Get fit: Steps to getting started

Samaritan Heart & Vascular Institute get fit
May 7,2013
We know that exercising is good for us. Not only can it reduce the risk for chronic disease, it can help us lose weight, improve self-esteem and increase our energy. But getting off the couch and getting moving is often our biggest challenge. After all, where does one even begin?

First, find an activity you enjoy doing.

“Exercise doesn’t have to be an exhausting ordeal that you dread,” said Angie Gallagher, registered clinical exercise physiologist and Cardiac and Pulmonary Rehab manager at Samaritan Albany General Hospital. “There’s an exercise for everyone. And if you’re doing something you like, it’ll be easier to make it a permanent part of your life.”

Next, Gallagher recommends having the three Cs in order:

Consistency: Make a regular effort to include exercise in your day. If you begin to do something over and over, it will eventually become a habit. Once exercise is that for you, it’ll become a natural part of your life. And Gallagher stresses even if you only have 10 minutes, there are exercises you can do like going for a brisk 10-minute walk or doing pushups and sit ups.

Convenience: Find a gym that’s on your way home from work or get a piece of equipment for your home, work out at lunch or get up a half hour earlier in the morning to take that brisk walk. Making it convenient to exercise will ensure it’s easier for you to keep at it.

Commitment: Remember why you’re exercising. Whether it’s to get healthy, prevent disease or feel better about yourself, remaining focused on what’s inspired you to exercise in the first place will help keep you focused and going.

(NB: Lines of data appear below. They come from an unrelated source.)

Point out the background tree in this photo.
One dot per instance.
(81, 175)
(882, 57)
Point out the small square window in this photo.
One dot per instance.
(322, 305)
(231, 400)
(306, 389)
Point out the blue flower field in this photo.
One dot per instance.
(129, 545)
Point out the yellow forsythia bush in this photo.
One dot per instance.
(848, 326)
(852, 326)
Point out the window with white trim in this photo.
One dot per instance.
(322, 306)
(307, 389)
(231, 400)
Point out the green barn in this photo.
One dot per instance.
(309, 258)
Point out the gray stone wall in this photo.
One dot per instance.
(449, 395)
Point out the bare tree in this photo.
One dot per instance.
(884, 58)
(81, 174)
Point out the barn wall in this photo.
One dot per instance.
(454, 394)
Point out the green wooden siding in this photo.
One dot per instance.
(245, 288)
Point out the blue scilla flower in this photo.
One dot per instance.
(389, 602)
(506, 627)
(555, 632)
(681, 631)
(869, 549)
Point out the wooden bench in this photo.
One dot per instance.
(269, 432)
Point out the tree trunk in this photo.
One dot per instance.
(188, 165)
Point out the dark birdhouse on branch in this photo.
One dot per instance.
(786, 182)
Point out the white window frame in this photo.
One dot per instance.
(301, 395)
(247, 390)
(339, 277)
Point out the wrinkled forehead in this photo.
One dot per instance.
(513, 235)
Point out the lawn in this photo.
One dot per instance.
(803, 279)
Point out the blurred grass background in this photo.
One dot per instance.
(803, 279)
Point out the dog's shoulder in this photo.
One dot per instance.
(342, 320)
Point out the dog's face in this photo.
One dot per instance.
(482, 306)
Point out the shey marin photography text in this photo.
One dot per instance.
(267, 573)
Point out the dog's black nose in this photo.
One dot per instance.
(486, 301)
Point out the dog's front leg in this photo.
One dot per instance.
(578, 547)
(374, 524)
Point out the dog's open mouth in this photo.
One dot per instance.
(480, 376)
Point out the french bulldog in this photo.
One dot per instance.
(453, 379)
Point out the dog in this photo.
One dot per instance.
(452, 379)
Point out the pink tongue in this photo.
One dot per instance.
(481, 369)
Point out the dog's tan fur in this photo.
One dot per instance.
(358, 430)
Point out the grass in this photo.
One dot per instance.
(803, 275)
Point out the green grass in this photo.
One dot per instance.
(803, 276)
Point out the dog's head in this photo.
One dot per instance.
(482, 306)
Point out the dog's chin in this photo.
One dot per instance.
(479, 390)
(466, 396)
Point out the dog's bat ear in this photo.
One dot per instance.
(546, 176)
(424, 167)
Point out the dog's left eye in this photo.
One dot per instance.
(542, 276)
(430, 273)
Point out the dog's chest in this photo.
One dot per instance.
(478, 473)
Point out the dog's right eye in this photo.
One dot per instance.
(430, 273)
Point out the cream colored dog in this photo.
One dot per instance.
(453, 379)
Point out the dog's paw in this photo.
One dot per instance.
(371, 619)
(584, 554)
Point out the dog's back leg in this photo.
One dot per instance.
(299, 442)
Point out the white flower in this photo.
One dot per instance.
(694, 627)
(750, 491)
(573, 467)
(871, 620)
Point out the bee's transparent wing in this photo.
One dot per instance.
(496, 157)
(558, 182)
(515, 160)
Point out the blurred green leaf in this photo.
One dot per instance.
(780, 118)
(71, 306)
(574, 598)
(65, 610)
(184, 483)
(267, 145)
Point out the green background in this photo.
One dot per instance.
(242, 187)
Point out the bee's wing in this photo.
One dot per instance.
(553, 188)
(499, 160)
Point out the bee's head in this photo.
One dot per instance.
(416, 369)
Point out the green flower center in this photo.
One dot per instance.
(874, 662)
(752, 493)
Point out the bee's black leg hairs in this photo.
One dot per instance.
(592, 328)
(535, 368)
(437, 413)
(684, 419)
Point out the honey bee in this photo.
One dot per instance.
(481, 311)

And finally, while it’s recommended the average person get 30 minutes of moderate exercise most days of the week, Gallagher encourages beginners to start slow and celebrate each success along the way.

“Take it slow in the beginning and don’t expect overnight results. Commit to exercising a few days a week for 30 minutes. As that gets easier to do, add a fourth day and continue to build from there,” said Gallagher. “And pat yourself on the back when you’ve successfully completed a week’s worth of exercise or maybe you’ve added a few minutes to each walk. Always take the time to recognize how far you’ve come.”